How art can help us connect with the cry for change
Photographer Belinda Mason reflects on how her work provides an important supplement to that of human rights advocates.
By Belinda Mason
It is difficult to wrap the cry for social change in the trimmings of art, present it in a gallery and then watch people sip Champagne and eat canapés whilst they admire the images of the most disadvantaged group of Australians, the indigenous community. When I look at the images in my photographic essay, Unfinished Business, which reveals the stories of Australian Aboriginal and Torres Strait Islander people with disabilities, like many photographers, including my colleague David Dare Parker, I am transported back to the moment the image was taken – back to when I heard the cry for change at the grassroots. And that is where I want to take my audience.
The images from Unfinished Business don’t seek to shock. They retain a dignity and pride. The viewer can connect to this. Without it, the viewer’s experience could start at the point of pity.
This is important because the cry for social change is more usually transcribed by advocates, who are entrusted by those behind the cry to take their story, and the stories of others, on to a larger stage. However, in this process, those behind the cry become a third person and, en masse, a faceless statistic. Such distance allows objectivity and open discussion, but humanity and empathy can be lost.

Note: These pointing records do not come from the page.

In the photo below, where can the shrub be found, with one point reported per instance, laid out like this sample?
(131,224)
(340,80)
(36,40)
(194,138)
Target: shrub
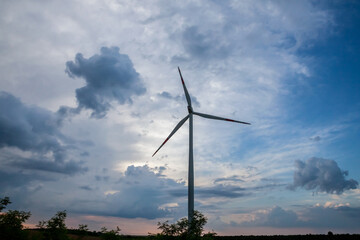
(11,227)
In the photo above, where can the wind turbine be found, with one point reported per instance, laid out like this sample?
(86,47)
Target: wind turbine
(191,158)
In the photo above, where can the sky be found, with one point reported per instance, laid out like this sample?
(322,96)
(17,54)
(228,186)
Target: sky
(90,89)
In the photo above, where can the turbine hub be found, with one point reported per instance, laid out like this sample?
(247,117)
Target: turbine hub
(190,109)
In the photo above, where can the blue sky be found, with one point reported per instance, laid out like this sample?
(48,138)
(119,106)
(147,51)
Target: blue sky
(89,90)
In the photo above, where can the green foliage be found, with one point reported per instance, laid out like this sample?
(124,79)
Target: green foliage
(55,228)
(183,230)
(110,234)
(11,222)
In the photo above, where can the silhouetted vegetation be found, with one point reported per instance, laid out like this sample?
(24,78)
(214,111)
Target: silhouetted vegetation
(183,230)
(55,228)
(11,228)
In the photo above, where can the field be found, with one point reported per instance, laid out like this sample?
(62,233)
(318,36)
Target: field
(36,234)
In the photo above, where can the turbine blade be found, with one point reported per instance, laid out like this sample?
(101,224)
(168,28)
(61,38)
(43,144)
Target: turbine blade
(173,131)
(218,118)
(188,99)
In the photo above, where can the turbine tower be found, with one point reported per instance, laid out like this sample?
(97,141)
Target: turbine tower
(191,158)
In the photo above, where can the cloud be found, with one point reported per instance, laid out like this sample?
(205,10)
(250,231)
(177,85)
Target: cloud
(308,216)
(142,192)
(34,131)
(275,217)
(322,175)
(110,76)
(203,45)
(234,178)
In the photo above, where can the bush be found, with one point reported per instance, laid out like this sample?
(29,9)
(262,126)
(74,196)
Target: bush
(11,227)
(183,230)
(55,228)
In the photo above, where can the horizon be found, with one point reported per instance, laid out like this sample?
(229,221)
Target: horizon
(89,91)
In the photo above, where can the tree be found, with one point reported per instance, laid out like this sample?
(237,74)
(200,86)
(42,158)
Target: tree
(110,234)
(55,228)
(11,222)
(181,229)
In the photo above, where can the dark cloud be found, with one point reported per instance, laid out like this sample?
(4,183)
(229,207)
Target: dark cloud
(32,130)
(110,76)
(13,179)
(217,191)
(315,139)
(333,216)
(203,45)
(179,98)
(340,217)
(322,175)
(85,187)
(141,192)
(69,167)
(275,217)
(233,178)
(28,128)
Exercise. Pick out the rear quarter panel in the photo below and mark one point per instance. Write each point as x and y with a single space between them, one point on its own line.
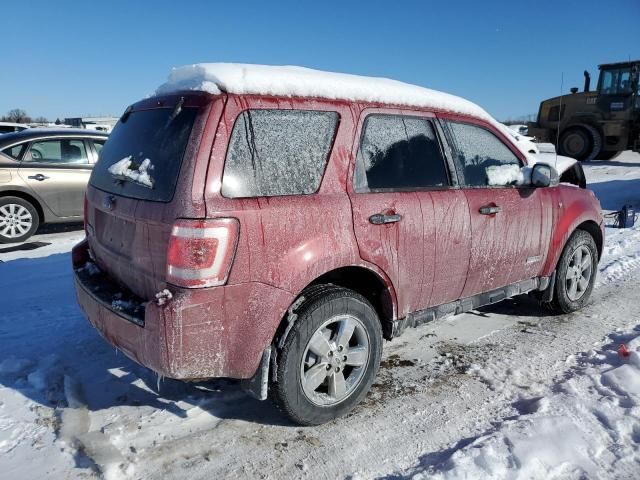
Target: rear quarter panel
572 206
289 241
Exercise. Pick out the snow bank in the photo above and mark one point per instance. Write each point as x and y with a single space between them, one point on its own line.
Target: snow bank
140 175
587 427
291 81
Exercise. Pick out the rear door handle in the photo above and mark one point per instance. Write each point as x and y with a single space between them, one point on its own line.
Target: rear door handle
381 218
490 210
38 177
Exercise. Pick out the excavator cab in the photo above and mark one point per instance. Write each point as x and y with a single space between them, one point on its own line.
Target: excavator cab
594 124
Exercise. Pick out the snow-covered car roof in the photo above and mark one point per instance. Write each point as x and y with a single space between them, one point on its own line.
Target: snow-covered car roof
292 81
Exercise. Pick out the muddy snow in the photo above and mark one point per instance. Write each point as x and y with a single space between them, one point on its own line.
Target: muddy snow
504 392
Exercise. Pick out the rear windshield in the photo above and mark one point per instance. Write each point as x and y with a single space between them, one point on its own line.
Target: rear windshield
143 155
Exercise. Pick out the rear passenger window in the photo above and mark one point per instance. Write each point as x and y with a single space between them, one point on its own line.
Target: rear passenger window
399 152
58 151
15 151
476 149
278 152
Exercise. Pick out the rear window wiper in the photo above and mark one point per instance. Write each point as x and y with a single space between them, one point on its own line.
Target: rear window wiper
176 111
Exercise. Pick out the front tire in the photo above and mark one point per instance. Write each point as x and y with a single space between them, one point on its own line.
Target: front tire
575 274
18 220
329 358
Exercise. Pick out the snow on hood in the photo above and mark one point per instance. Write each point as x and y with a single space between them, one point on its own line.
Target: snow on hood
559 162
291 81
538 153
122 169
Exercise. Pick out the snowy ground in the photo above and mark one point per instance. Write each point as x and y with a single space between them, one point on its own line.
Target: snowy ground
505 392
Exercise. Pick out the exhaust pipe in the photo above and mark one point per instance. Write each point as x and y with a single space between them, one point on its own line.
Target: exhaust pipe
587 81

Finding empathy, not compassion
My intent is to engage the viewer to discover similarities rather than differences. Through our similarities, a greater understanding of our differences can, I hope, create a more tolerant environment. Ignorance is an inability to reflect on our own frailties and fears. Ignorance fuels discrimination, inhibiting the ability to experience, at first hand, the diversity around us.
The text panels which accompany the images, written in the first person by the individual shown, further enable this. It’s very hard to argue with someone talking in the first person, and more so when they never say the word “you” and always says “I”.
Like the participants of my work, I invite the viewer on their own journey to find empathy rather than compassion. Our reaction to the images, exposes us to ourselves and our ability to listen when someone lays their naked soul in our path.
Participants rather than subjects
At times, this process has worked for me and against me. An artist normally presents work that is entirely their own response to an issue or person. Ultimately, the focus is on the artist’s emotions and responses, and not the participant’s. I consciously choose to use the word participant, rather than subject, to remind myself and the viewer not to objectify the person in the image. I also consciously engage with participants. I ensure that they collaborate with me, choosing the approach of having their intimate thoughts and emotions translated into an image.
Each story in Unfinished Business is complex. It is intertwined with Australia’s political and social history, which has resulted in unacceptably high rates of disability in indigenous communities. The project seeks to challenge existing prejudices and misconceptions about indigenous people living with disability. It draws attention to critical issues: racism, foetal alcohol syndrome, the ‘black diggers’ and the ‘stolen generation’, limited access to services, the impacts of asbestos mining and atomic testing, and the incarceration of people with disabilities who are held in prison without charge.
In September 2013, the exhibition opened at the Palais des Nations in Geneva, to coincide with the Committee on the Rights of Persons with Disabilities (CRPD) and the 24th Session of the Human Rights Council. The work is currently displayed at the World Health Organization in Geneva with the support of the Department of Foreign Affairs and Trade, through the Australian Mission in Geneva, and the First People’s Disability Network.
Recently, I spent time with Carolyn Frohmader, Executive Director of Women with Disabilities Australia (WWDA) reflecting on how we can ensure that the human faces behind issues are not hidden behind red tape or normalised by saturation media coverage. She commented that she felt that even just three minutes’ worth of hearing a person’s story first hand was “worth more than thousands of words I have written”.
Carolyn is the recipient of numerous awards for her valuable disability rights work, and what she is says is not exactly true.
But collaboration for social change is important – and the ability for artists to work together with advocates and the media to show the human faces to policy makers and the mainstream is a powerful one.